While you may not spend much time thinking about how malicious Web sites can wreck havoc on your PlayStation 3, you’ll find that with the new 2.0 system update, you now have a new tool at your disposal to keep them at bay anyway. Announced today as the first of its kind for a console, Trend Micro is offering what it calls its Web Security Service for the PS3. Using their own Web reputation and URL filtering technology (and all that other IT mumbo-jumbo) the software is designed to strengthen security, and make sure that all you need to worry yourself with is why exactly you would choose to browse the Internet on a gaming console in the first place. Still wondering how it works? Read on, and let the experts break it down for you:
Function: Blocks malicious and harmful websites
Access to websites that are classified into specific categories (Adult/Sex, Alcohol/Tobacco, Crime, Cults/The Occult, Gambling, Hacking/Proxy Avoidance, Illegal Drugs, Sex Education, Violence/Hate/Racism, Weapons/Military, etc.) can be blocked simply by going to the PS3 Internet Browser menu,*4 selecting “Tool,” and then selecting “Trend Micro Web Security for PS3” from “Browser Security.” A password will be needed.

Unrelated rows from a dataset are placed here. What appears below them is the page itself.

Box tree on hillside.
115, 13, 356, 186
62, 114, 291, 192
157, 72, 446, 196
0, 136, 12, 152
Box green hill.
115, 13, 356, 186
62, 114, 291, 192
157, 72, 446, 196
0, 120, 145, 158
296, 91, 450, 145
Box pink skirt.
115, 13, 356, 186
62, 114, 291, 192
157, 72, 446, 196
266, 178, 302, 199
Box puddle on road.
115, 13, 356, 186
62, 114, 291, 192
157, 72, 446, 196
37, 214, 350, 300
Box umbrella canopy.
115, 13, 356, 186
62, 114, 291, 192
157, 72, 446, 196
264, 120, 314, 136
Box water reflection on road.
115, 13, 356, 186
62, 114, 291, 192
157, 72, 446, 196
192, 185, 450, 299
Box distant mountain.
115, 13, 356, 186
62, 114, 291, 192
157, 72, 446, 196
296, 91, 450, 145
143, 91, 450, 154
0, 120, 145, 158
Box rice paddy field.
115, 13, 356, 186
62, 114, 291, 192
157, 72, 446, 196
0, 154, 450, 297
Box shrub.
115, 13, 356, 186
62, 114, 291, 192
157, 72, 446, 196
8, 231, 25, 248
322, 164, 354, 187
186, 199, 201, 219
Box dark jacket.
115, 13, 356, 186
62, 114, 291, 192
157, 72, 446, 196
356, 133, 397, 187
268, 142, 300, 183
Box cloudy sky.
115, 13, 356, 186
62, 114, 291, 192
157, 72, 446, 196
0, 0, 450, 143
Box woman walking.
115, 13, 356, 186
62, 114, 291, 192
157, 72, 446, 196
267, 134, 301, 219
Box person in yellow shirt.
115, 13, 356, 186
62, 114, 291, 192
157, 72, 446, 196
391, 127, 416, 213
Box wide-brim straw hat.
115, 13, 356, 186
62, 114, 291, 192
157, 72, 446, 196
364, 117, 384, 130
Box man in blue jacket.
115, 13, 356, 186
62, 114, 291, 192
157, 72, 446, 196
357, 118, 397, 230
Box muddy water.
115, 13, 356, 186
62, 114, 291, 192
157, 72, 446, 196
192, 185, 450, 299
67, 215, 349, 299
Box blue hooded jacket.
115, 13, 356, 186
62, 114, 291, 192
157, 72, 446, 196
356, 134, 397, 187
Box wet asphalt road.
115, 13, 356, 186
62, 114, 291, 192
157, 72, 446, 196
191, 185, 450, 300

Blocking Mechanism: Web reputation combined with URL filtering
When a website is accessed from PS3, Trend Micro in-the-cloud databases are looked up. The URL filtering database classifies Web sites into categories, and the Web reputation database is highly immediate in evaluating Web pages, domains and IP addresses. By using both capabilities together, malicious Web pages and Web sites that were previously difficult to handle only with URL filtering can also be blocked.

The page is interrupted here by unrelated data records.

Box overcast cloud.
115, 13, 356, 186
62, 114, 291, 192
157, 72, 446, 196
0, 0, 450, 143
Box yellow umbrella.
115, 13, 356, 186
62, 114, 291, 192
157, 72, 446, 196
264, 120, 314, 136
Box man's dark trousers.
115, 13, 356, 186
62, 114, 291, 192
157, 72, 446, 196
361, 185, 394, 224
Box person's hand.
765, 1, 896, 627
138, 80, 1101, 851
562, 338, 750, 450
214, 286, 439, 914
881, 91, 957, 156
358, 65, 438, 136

Although a price for the service has not been announced as of yet, it will remain free up until the end of April 2008. I can’t exactly say that I’m overly familiar with many stories of gaming consoles coming under attack, but it’s a sad fact that the Internet is a battlefield, and you pretty much have to error on the side of caution and fortify anything that leads to it. What’s next– telemarketers adding us to their friend’s list, and late night infomercials breaking into our gaming sessions? It’s good to know that we have protection on at least one front now. Hopefully the braintrusts over at Trend Micro will develop a version that puts an end to shitty ports across consoles. I’d buy that software in an instant.